Theater company based in New York City

Repertorio Español is a theater company founded in 1968 by Producer Gilberto Zaldívar and Artistic Director René Buch to introduce the best of Latin American, Spanish, and Hispanic American theater to broad-ranging audiences in New York City and around the country. Robert Weber Federico joined the company two years later as Resident Designer and Associate Artistic Producer remained with Repertorio until 2022 when he retired as Executive Director. It owns the theater building formerly known as Grammercy Arts Theatre.

==History==
In 1972, Repertorio Español moved to the Gramercy Arts Theatre where the company has since remained. The company's first production, Who's Afraid of Virginia Woolf? was a critical success.

From its earliest days, Repertorio has maintained a dramatic ensemble, attracting many talented veterans and emerging Hispanic actors, including Yolanda Arenas and Ofelia González, who was the first actress to win an Obie Award without having performed in English. Another addition was Pilar Rioja in 1973. In 1980, Musical Director Pablo Zinger initiated a musical ensemble that presented zarzuelas, operas, and elegant musical anthologies.

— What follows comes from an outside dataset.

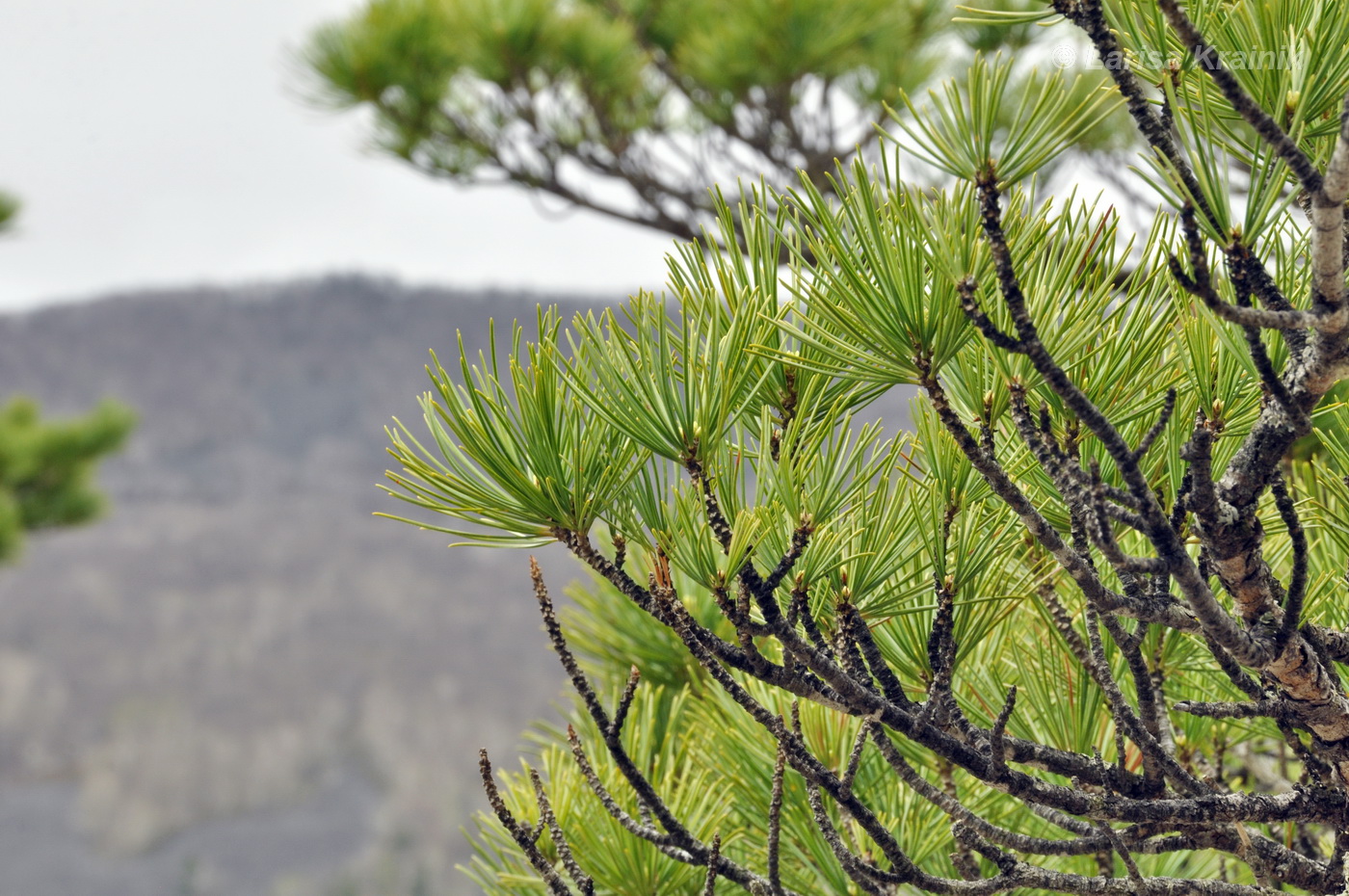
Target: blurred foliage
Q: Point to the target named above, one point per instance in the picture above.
(46, 467)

In 1984, the company began to present and commission new plays by Hispanic American playwrights, and in 1991 it inaugurated an infrared simultaneous translation system that provides an opportunity for non-Spanish-speaking audiences to enjoy the company's vast selection of plays.

More recently, the company has expanded its repertoire to include a range of new work.

Repertorio presented the world premiere in Spanish of Nilo Cruz's Pulitzer Prize-winning drama Ana en el trópico (Anna in the Tropics). The play's cast included celebrities such as Spanish TV soap opera star Francisco Gattorno and Denise Quiñones (Miss Universe 2001).

Repertorio Español received the 2011 OBIE Award for Lifetime Achievement; a 1996 Drama Desk Special Award for presenting quality theater; a 1996 Obie Award for the play series Voces nuevas (New Voices); the New York State Governor's Award; as well as many citations by the Asociación de Cronistas de Espectáculos (ACE) and the Hispanic Organization of Latin Actors (HOLA).

As of 2017, the company had produced more than 250 plays and in 2022, Robert Federico was succeeded by Rafael Sanchez.